Why does calling Result::as_ref() avoid doing a memcpy?
⚓ Rust 📅 2025-10-10 👤 surdeus 👁️ 3In this code for example:
struct BigStruct([u8; 10000]);
pub fn foo1() -> Result<(), bool> {
baz(&blah()?); // does a memcpy?
Ok(())
}
pub fn foo2() -> Result<(), bool> {
baz(blah().as_ref().map_err(|x| *x)?); // no memcpy?
Ok(())
}
unsafe extern "Rust" {
safe fn blah() -> Result<BigStruct, bool>;
safe fn baz(big_struct: &BigStruct);
}
The ? in foo1 triggers a memcpy of the BigStruct while the .as_ref().map_err(|x| *x)? in foo2 avoids it.

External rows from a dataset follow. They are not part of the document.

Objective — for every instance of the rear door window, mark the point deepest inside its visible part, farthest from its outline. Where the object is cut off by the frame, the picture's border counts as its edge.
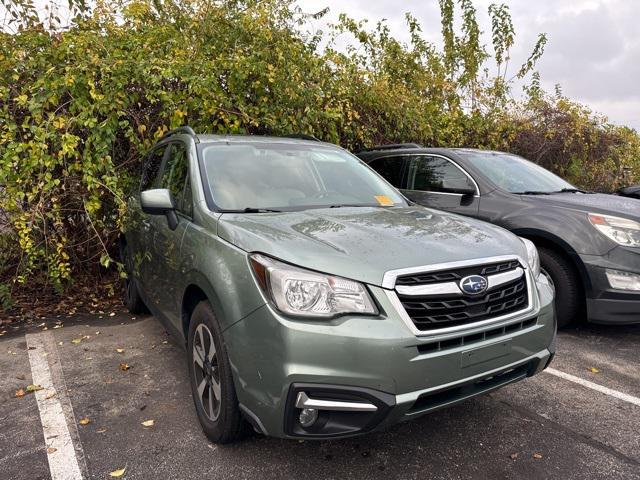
(434, 174)
(151, 168)
(391, 168)
(175, 178)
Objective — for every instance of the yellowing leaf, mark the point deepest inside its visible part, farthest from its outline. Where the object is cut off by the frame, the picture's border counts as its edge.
(118, 473)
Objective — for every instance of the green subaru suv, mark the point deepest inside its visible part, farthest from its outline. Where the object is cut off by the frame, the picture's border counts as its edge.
(313, 300)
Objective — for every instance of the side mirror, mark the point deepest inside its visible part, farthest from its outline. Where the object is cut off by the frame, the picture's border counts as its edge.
(458, 185)
(159, 201)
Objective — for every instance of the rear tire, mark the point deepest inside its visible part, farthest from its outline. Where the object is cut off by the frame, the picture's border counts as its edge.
(132, 299)
(569, 298)
(211, 379)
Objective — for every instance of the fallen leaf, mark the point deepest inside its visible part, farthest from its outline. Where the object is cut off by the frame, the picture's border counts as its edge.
(118, 473)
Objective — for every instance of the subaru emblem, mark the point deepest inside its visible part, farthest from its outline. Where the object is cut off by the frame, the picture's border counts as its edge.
(473, 284)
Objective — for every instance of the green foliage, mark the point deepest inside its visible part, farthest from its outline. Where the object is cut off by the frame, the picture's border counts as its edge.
(80, 105)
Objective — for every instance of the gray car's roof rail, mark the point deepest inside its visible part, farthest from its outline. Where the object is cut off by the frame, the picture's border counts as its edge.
(391, 146)
(301, 136)
(184, 129)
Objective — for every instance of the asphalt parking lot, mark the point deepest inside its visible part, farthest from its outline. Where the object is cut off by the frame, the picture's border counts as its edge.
(554, 425)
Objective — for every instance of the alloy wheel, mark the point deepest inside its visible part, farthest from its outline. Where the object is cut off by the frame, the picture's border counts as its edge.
(206, 372)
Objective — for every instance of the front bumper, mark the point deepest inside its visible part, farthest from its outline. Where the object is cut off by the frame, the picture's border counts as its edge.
(376, 360)
(605, 304)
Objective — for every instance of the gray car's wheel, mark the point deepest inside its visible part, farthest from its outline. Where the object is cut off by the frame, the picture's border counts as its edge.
(132, 299)
(566, 283)
(214, 394)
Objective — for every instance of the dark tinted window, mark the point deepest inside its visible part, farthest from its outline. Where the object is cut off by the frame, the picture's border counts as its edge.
(151, 168)
(175, 178)
(436, 174)
(390, 168)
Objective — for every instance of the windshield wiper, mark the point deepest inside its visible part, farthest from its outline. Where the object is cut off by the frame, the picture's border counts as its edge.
(341, 205)
(571, 190)
(250, 210)
(531, 192)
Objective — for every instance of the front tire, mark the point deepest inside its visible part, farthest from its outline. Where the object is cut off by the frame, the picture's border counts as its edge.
(569, 298)
(211, 379)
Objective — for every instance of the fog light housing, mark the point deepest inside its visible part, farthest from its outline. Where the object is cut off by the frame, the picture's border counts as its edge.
(308, 417)
(623, 280)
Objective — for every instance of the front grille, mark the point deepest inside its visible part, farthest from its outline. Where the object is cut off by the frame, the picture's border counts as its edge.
(458, 274)
(430, 312)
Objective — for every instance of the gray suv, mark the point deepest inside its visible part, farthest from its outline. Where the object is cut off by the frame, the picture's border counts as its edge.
(313, 301)
(589, 243)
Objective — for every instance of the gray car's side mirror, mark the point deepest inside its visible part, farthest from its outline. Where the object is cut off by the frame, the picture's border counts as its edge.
(159, 201)
(458, 185)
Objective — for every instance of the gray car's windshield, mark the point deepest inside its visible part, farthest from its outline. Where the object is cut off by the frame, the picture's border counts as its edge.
(280, 176)
(515, 174)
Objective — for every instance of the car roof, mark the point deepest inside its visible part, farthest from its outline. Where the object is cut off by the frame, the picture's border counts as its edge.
(369, 155)
(208, 138)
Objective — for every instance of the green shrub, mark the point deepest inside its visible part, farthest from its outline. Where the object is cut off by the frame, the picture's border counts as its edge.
(80, 105)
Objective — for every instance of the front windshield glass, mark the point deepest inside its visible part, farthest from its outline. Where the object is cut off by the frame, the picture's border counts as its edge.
(515, 174)
(282, 176)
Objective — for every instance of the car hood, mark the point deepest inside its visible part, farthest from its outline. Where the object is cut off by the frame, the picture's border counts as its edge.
(592, 202)
(363, 243)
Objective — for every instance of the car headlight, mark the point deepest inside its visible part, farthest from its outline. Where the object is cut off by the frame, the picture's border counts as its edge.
(621, 230)
(300, 292)
(533, 259)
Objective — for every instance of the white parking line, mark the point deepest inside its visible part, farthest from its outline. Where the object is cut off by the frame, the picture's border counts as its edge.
(61, 454)
(594, 386)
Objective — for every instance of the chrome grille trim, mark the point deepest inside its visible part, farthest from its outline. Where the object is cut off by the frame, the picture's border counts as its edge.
(452, 288)
(532, 309)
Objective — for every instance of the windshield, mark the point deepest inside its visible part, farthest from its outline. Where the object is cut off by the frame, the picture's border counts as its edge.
(515, 174)
(291, 177)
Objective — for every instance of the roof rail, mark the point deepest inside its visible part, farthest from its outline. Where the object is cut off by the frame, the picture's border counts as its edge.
(392, 146)
(302, 136)
(184, 129)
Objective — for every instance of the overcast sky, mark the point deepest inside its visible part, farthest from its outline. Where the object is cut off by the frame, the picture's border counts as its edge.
(593, 48)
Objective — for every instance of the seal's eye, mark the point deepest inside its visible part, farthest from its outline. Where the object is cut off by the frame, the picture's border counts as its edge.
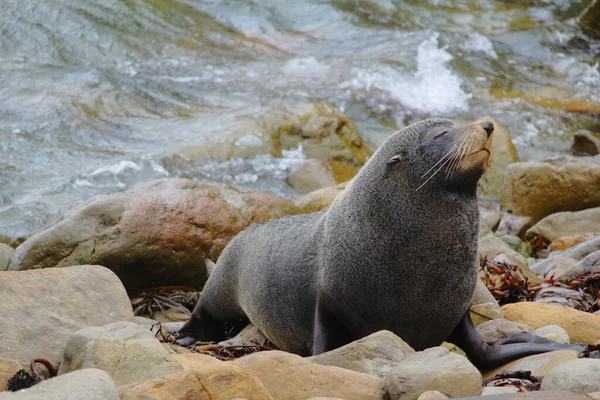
(394, 160)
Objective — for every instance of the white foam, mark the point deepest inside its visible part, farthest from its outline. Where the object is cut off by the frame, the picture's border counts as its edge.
(478, 43)
(118, 168)
(242, 171)
(434, 88)
(305, 67)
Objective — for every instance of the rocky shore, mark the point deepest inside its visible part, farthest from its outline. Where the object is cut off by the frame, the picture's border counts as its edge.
(98, 293)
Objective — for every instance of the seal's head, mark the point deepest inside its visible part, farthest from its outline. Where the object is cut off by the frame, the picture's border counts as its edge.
(437, 153)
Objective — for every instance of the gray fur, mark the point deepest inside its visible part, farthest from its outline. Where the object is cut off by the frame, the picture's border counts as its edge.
(384, 256)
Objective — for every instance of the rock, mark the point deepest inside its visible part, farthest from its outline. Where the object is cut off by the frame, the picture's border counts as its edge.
(590, 16)
(47, 306)
(6, 253)
(288, 376)
(566, 223)
(590, 263)
(489, 214)
(554, 332)
(89, 384)
(8, 369)
(504, 153)
(494, 330)
(325, 134)
(500, 390)
(204, 377)
(249, 336)
(375, 354)
(125, 350)
(513, 225)
(432, 395)
(490, 247)
(155, 234)
(433, 369)
(586, 143)
(541, 188)
(579, 375)
(574, 254)
(549, 395)
(319, 199)
(481, 313)
(564, 243)
(582, 327)
(538, 364)
(311, 175)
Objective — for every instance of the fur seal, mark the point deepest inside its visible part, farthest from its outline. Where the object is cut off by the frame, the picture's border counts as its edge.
(397, 250)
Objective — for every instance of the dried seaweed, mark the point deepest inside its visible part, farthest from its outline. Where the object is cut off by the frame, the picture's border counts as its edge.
(508, 284)
(166, 298)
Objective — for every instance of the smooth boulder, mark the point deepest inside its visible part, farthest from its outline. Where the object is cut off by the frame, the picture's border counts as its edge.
(433, 369)
(582, 327)
(155, 234)
(41, 309)
(375, 354)
(128, 352)
(88, 384)
(288, 376)
(566, 223)
(540, 188)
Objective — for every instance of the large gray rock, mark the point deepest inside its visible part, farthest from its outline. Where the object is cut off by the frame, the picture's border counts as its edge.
(565, 224)
(579, 375)
(41, 309)
(433, 369)
(6, 253)
(156, 234)
(496, 329)
(539, 188)
(128, 352)
(88, 384)
(375, 354)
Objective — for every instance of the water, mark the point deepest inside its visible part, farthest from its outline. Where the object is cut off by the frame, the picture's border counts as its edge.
(98, 95)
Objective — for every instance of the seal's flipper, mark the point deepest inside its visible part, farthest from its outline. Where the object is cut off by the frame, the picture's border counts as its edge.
(329, 332)
(484, 356)
(203, 327)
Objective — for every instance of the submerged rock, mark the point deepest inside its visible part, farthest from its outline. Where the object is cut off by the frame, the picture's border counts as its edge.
(41, 309)
(155, 234)
(540, 188)
(128, 352)
(375, 354)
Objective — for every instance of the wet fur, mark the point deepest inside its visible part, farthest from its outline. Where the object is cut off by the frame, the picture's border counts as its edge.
(390, 253)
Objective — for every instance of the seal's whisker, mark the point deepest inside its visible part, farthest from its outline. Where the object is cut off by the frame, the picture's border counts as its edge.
(435, 173)
(449, 153)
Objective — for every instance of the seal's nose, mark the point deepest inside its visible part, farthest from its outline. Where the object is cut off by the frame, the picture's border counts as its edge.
(488, 127)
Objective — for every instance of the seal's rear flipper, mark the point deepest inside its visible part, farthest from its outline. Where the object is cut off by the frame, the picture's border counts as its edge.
(484, 356)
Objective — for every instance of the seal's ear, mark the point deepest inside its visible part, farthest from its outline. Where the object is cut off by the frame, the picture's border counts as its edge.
(395, 159)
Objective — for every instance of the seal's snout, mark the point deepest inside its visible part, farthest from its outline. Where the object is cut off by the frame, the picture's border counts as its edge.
(488, 127)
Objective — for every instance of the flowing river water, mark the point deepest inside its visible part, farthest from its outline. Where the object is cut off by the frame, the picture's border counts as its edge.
(98, 95)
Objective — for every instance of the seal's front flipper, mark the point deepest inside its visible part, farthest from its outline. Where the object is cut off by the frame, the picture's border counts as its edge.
(201, 327)
(484, 356)
(329, 332)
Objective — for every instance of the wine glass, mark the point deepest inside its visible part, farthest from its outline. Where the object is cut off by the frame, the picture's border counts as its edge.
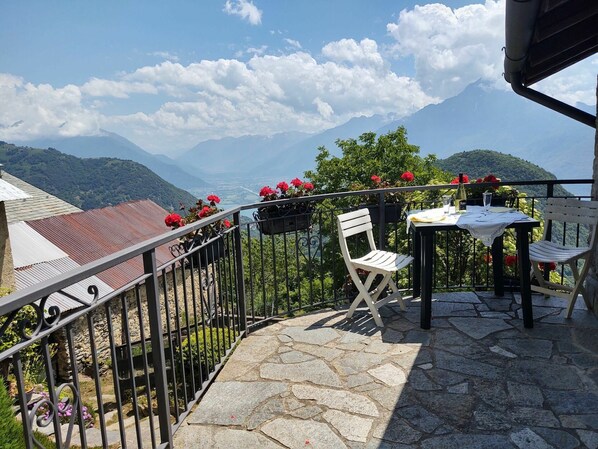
(487, 196)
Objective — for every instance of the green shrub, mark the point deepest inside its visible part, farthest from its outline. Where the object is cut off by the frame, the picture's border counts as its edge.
(216, 339)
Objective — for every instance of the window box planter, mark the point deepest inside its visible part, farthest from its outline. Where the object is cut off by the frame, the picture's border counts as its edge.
(280, 219)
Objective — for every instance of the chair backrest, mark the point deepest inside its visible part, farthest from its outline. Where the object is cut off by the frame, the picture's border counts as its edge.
(353, 223)
(574, 211)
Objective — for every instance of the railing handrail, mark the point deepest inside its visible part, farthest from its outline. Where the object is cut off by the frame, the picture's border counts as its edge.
(29, 294)
(324, 196)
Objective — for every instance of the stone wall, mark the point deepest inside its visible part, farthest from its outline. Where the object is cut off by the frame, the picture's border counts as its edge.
(181, 294)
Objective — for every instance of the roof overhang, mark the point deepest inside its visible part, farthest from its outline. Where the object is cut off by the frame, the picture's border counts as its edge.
(542, 37)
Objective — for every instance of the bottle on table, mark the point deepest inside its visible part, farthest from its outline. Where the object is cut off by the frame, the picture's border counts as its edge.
(461, 196)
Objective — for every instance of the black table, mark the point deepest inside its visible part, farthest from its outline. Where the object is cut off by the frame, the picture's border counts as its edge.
(424, 253)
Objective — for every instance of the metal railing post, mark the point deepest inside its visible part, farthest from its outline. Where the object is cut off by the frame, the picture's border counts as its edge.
(155, 322)
(240, 274)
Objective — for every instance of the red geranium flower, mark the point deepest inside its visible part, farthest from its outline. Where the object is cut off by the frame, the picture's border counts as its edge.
(551, 266)
(205, 211)
(266, 190)
(456, 180)
(407, 176)
(213, 199)
(510, 260)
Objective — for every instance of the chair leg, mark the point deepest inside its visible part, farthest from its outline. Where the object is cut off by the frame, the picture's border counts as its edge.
(578, 288)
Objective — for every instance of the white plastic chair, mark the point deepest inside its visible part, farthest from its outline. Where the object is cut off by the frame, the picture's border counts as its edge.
(376, 262)
(566, 211)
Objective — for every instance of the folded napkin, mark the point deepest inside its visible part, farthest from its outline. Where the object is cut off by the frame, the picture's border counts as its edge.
(486, 226)
(426, 217)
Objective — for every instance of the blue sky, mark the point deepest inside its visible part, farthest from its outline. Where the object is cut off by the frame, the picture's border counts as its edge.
(168, 75)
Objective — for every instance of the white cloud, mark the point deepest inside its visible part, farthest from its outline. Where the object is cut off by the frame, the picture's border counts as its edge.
(293, 43)
(364, 53)
(118, 89)
(244, 9)
(165, 55)
(575, 84)
(30, 111)
(452, 47)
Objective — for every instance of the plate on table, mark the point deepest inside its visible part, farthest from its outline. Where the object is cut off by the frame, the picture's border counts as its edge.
(499, 209)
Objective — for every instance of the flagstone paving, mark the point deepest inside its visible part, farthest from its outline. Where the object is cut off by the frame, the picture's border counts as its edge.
(477, 379)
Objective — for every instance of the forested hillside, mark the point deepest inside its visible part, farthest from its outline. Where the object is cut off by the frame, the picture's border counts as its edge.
(90, 183)
(479, 163)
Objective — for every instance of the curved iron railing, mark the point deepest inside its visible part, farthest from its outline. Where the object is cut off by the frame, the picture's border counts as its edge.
(136, 359)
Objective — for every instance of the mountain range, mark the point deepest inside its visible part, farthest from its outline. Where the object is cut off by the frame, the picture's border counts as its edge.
(477, 118)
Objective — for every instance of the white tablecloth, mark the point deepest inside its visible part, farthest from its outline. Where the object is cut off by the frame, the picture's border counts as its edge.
(481, 224)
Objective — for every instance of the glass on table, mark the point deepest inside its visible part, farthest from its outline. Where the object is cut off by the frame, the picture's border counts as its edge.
(446, 203)
(487, 196)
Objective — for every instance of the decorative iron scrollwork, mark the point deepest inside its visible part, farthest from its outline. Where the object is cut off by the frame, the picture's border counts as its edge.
(45, 318)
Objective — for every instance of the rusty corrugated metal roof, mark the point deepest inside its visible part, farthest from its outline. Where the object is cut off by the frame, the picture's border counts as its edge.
(89, 235)
(33, 274)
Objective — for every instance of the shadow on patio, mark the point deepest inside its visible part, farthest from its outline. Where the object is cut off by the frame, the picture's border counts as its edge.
(476, 379)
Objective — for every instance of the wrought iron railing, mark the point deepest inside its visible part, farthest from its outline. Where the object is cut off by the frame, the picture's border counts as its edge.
(134, 361)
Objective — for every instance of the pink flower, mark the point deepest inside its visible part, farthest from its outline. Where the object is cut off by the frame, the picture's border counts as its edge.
(174, 220)
(407, 176)
(266, 190)
(213, 199)
(510, 260)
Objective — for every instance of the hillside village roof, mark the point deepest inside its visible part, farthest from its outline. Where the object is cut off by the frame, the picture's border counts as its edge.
(36, 259)
(90, 235)
(38, 205)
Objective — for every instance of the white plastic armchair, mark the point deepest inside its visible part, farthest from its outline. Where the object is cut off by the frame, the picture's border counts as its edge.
(375, 262)
(576, 212)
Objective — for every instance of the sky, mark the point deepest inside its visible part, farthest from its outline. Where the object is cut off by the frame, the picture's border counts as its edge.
(168, 75)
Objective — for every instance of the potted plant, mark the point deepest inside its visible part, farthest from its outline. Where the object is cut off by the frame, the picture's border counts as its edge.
(202, 209)
(394, 202)
(501, 195)
(277, 219)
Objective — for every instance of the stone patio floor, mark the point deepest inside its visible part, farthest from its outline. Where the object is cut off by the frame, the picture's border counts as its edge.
(477, 379)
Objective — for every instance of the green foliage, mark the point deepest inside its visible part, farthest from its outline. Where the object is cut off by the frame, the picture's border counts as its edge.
(387, 156)
(90, 183)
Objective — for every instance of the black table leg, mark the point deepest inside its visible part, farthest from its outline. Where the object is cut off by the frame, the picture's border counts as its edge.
(417, 259)
(497, 266)
(524, 269)
(427, 240)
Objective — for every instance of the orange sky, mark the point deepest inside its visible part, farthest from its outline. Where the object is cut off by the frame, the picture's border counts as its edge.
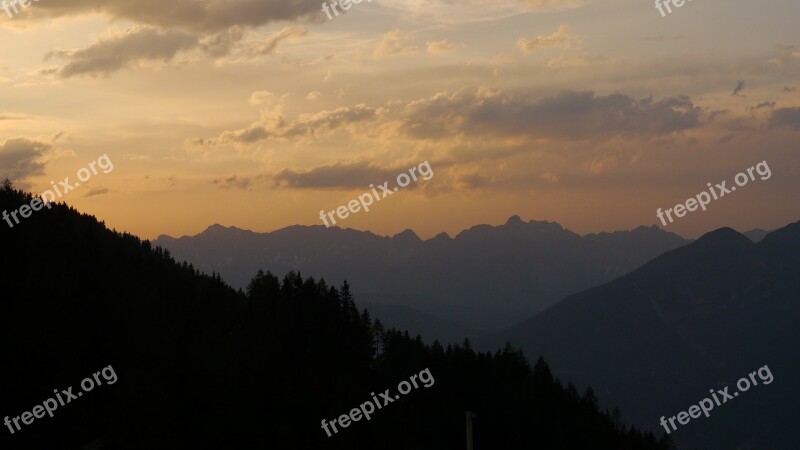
(261, 113)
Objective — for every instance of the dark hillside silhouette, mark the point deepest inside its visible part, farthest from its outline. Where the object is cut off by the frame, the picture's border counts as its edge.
(202, 366)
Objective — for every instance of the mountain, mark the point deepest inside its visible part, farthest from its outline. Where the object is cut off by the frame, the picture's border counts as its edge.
(756, 235)
(695, 318)
(485, 278)
(147, 353)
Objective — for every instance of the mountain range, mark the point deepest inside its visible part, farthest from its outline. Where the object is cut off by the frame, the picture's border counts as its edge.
(695, 318)
(482, 280)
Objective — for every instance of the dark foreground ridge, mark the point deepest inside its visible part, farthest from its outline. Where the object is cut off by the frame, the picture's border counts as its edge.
(202, 366)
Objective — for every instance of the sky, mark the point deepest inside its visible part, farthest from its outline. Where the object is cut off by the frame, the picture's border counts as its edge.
(260, 114)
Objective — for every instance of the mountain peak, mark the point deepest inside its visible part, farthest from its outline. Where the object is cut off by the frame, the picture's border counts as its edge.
(407, 235)
(723, 237)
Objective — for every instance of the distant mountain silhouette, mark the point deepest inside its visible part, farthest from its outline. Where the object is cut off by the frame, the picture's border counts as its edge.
(485, 278)
(756, 235)
(656, 340)
(201, 366)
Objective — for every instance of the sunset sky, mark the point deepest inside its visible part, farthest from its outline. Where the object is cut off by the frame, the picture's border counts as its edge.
(260, 113)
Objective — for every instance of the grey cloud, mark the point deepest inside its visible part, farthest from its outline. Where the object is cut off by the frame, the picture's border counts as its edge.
(96, 192)
(767, 104)
(785, 117)
(337, 176)
(569, 115)
(197, 15)
(306, 125)
(20, 158)
(267, 46)
(116, 52)
(233, 182)
(740, 85)
(222, 43)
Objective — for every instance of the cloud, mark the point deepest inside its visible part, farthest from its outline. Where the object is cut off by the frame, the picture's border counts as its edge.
(740, 85)
(569, 115)
(306, 125)
(392, 45)
(440, 47)
(222, 43)
(567, 61)
(204, 16)
(785, 117)
(21, 158)
(537, 5)
(336, 176)
(559, 39)
(268, 45)
(233, 183)
(549, 176)
(118, 50)
(261, 97)
(96, 192)
(761, 105)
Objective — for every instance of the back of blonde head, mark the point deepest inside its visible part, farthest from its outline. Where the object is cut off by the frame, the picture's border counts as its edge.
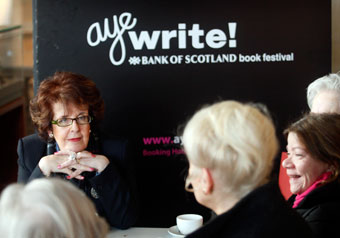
(234, 140)
(48, 208)
(330, 82)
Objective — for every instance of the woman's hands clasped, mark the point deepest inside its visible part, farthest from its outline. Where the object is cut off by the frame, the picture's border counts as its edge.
(72, 164)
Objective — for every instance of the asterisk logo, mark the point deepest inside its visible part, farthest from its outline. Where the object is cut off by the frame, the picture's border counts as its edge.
(134, 60)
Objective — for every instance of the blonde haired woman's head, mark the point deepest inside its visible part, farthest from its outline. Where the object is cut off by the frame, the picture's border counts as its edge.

See here on Compiler Explorer: Compiler Explorer.
I would expect that rustc would be able to see that BigStruct doesn't need to be moved in foo1 and generate the same code as foo2. There are no calls to as_ref or map_err in the output so it does appear to have sufficient inlining.
I noticed this while dealing with Result<DirEntry>/Result<Metadata>/Result<ReadDir> which depending on the platform are quite large because they contain an inline buffer for the file name resulting in expensive moves unless you .as_ref() first.